Recent surges in mass spectrometry-based proteomics studies demand a concurrent rise in speedy and optimized data processing tools and pipelines. Although several stand-alone bioinformatics tools exist that provide protein-protein interaction (PPI) data, we developed Protein Interaction Network Extractor (PINE) as a fully automated, user-friendly, graphical user interface application for visualization and exploration of global proteome and post-translational modification (PTM) based networks. PINE also supports overlaying differential expression, statistical significance thresholds, and PTM sites on functionally enriched visualization networks to gain insights into proteome-wide regulatory mechanisms and PTM-mediated networks. To illustrate the relevance of the tool, we explore the total proteome and its PTM-associated relationships in two different nonalcoholic steatohepatitis (NASH) mouse models to demonstrate different context-specific case studies. The strength of this tool relies in its ability to (1) perform accurate protein identifier mapping to resolve ambiguity, (2) retrieve interaction data from multiple publicly available PPI databases, and (3) assimilate these complex networks into functionally enriched pathways, ontology categories, and terms. Ultimately, PINE can be used as an extremely powerful tool for novel hypothesis generation to understand underlying disease mechanisms.

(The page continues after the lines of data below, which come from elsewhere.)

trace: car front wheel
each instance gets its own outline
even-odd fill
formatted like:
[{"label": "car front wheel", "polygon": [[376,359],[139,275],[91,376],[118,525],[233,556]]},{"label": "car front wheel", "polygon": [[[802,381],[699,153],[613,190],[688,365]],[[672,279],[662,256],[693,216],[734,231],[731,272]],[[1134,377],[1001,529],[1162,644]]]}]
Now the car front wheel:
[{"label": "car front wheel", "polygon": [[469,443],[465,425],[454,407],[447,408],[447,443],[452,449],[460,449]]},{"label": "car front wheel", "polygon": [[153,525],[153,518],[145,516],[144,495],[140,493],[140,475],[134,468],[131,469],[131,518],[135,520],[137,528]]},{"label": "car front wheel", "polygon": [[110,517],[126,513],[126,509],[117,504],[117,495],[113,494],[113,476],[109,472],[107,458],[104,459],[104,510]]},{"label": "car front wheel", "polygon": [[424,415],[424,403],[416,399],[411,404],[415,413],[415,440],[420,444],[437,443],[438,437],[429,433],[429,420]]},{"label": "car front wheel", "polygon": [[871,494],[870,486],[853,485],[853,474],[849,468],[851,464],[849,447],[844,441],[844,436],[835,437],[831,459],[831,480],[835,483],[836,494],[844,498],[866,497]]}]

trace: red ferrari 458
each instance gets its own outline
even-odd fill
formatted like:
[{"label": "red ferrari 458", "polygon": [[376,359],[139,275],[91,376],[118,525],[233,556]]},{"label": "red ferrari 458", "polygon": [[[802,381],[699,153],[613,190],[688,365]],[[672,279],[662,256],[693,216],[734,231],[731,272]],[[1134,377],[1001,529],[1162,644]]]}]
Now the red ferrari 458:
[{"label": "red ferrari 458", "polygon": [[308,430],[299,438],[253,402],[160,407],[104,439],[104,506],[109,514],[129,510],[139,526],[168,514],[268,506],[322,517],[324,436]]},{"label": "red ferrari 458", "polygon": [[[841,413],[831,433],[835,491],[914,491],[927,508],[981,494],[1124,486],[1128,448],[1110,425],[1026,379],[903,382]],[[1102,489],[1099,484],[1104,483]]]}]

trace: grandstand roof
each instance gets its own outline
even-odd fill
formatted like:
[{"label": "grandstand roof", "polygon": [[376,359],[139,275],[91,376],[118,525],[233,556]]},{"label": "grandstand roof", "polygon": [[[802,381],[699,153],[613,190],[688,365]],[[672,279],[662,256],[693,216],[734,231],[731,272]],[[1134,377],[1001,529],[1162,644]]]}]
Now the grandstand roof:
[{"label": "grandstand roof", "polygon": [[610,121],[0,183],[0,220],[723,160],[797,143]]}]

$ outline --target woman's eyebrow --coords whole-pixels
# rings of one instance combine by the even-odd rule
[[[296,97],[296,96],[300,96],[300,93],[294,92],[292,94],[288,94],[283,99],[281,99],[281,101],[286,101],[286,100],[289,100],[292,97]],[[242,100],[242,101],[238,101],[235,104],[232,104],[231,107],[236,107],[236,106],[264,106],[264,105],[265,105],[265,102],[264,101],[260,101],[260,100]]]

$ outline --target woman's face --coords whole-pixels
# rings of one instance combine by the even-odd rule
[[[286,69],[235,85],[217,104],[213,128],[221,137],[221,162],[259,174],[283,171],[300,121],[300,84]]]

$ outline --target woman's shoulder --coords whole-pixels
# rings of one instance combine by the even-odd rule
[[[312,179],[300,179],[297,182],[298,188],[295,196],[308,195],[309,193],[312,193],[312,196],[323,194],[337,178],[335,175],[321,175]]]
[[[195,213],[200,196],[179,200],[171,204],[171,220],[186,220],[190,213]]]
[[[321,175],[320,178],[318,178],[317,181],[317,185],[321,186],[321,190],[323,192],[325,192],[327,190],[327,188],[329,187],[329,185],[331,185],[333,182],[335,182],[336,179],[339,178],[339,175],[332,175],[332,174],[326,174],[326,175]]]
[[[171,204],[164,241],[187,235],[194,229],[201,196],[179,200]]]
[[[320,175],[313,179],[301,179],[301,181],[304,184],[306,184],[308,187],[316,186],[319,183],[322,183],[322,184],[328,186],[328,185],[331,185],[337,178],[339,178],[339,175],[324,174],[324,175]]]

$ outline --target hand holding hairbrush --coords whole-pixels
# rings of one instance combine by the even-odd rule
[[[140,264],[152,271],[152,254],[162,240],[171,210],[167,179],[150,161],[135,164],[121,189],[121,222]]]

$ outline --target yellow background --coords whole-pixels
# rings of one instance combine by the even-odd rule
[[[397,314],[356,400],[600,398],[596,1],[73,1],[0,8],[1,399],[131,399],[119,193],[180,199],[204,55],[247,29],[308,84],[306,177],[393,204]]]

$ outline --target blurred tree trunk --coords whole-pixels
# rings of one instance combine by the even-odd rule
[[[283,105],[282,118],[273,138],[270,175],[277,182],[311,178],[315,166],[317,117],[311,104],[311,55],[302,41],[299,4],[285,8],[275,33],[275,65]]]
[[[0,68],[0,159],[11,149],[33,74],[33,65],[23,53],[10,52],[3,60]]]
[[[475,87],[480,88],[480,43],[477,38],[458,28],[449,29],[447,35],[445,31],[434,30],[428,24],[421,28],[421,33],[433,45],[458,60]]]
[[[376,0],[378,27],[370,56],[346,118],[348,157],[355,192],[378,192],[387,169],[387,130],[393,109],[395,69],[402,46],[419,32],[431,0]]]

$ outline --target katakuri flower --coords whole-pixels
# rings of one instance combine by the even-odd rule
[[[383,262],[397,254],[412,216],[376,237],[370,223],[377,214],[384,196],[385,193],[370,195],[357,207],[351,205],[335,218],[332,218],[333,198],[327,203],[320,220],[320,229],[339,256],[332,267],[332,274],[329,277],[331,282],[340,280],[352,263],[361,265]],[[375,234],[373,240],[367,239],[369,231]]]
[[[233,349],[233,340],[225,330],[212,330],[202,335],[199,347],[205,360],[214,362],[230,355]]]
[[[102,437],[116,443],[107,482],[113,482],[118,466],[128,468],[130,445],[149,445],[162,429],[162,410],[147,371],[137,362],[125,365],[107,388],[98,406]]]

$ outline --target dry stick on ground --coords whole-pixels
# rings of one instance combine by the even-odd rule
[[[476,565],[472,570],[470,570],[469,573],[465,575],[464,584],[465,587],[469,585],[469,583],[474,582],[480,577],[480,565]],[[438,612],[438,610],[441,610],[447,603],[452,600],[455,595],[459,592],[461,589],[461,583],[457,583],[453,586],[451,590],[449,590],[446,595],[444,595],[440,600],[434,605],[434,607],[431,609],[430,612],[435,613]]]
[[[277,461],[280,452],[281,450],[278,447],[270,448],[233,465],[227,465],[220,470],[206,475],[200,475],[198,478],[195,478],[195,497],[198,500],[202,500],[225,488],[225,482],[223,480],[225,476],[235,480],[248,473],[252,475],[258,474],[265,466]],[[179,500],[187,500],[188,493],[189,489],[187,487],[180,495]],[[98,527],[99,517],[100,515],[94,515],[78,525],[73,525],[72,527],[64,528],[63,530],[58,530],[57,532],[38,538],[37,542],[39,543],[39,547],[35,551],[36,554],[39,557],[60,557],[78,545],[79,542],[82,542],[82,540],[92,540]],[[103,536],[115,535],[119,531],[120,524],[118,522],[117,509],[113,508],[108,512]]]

基于质谱的蛋白质组学研究的最新热潮要求同时提高快速和优化的数据处理工具和流程。尽管存在几个独立的生物信息学工具可以提供蛋白质-蛋白质相互作用(PPI)数据,但我们开发了 Protein Interaction Network Extractor(PINE),作为一个完全自动化、用户友好的图形用户界面应用程序,用于可视化和探索全局蛋白质组和基于翻译后修饰(PTM)的网络。PINE 还支持在功能丰富的可视化网络上叠加差异表达、统计显著性阈值和 PTM 位点,以深入了解全蛋白质组范围的调节机制和 PTM 介导的网络。为了说明该工具的相关性,我们在两种不同的非酒精性脂肪性肝炎(NASH)小鼠模型中探索了总蛋白质组及其 PTM 相关关系,以展示不同特定于上下文的案例研究。该工具的优势在于其能够:(1)执行准确的蛋白质标识符映射以解决歧义,(2)从多个公开可用的 PPI 数据库中检索交互数据,以及(3)将这些复杂网络整合到功能丰富的途径、本体类别和术语中。最终,PINE 可以用作生成新假设的强大工具,以了解潜在的疾病机制。